Overview

GRIT stands for “Granularity, Resolution, Identification, Transparency”. It is a new generation silicon array for low energy nuclear physics built conjointly at the european level: France (IJCLab, LPC Caen, GANIL), Italy (INFN-Padova, INFN-LNL, INFN-Milano, and INFN-Firenze), Spain (IFIC-Valencia , University of Santiago de Compostela, and University of Huelva), and the UK (University of Surrey).

GRIT offers the unique possibility to investigate nuclear structure and nuclear astrophysics with high efficiency and high resolution by coupling with state-of-the-art gamma array like AGATA, PARIS, EXOGAM2, MINIBALL…

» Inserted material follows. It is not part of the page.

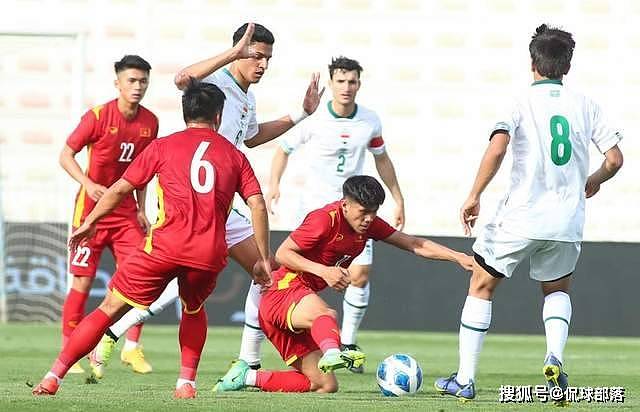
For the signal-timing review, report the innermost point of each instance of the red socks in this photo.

Below is the foreseen timeline for MUGAST/GRIT.

Physics

GRIT aims at measuring direct reactions of nuclear strucutre and/or nuclear astrophysics interest.  Direct reactions are a powerful tool in nuclear physics. The relative simplicity of the reaction mechanism involving few degrees of freedom, allow precise theoretical calculations to be made and nuclear structure information to be extracted from experimental data.

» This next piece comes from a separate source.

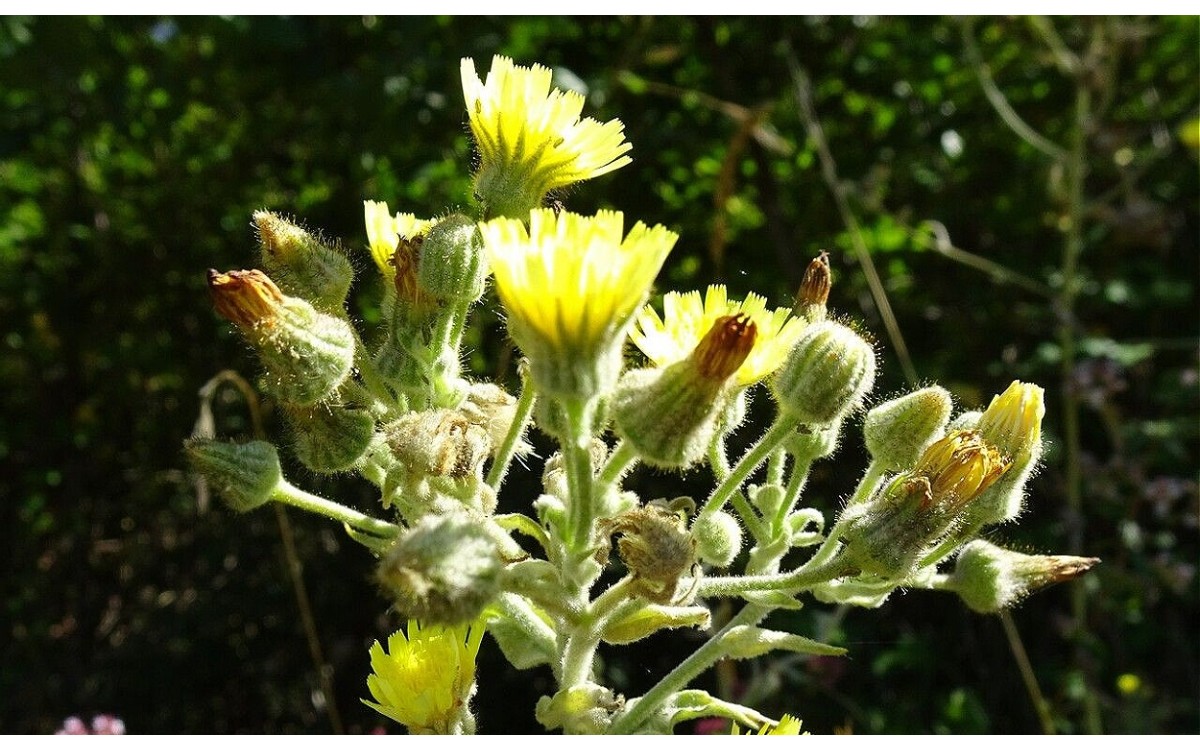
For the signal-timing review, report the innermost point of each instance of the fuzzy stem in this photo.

Performed in inverse kinematics, where a radioactive beam impinges on a light target (H, He,…), they require the measurement and the identification of the recoiling light particle with high accuracy. Silicon based detectors are particularly well-suited as they combine high granularity with good energy resolution. Combined with  gamma arrays, they can benefit from their excellent energy resolution (few keV) and achieve excellent performances. This is why GRIT is designed to be coupled with state-of-the-art gamma arrays like AGATA, PARIS, EXOGAM2 or MINIBALL.

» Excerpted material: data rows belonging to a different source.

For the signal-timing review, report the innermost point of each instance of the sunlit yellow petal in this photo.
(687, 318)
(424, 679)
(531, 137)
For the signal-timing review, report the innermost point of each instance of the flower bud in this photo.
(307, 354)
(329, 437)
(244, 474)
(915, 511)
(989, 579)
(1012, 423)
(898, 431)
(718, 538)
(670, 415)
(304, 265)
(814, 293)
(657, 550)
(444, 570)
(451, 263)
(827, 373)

Nuclear chart with example of direct reactions to study nuclear structure and nuclear astrophysics

Several Letters of Intent have been written to perform experiments at HIE-ISOLDE, SPES, FAIR and Spiral2

Design

The GRIT array is composed of :

  • 2 rings of trapezoidal telescopess in the forward and backward direction
  • 1 ring of square telescopes at 90 degrees
  • 2 annular detectors in the most forward and backward angles

Each telescope consist of :

  • one 500 um thick first layer of nTD (neutron transmutation doped) type Double Sided Stripped Silicon detectors (DSSSD) with 128 strips on each side
  • one or two (in the forward hemisphere) 1.5 mm thick DSSSD with larger pitch (32 strips on each side).

The thin trapezoidal and square prototypes have been developed and fully tested on a test bench. The energy resolution is of about 50 keV all strips summed.

A thick (1.5mm) square detector has also been developed and tested with an alpha source. The obtained energy resolution is of about 70 keV (FWHM).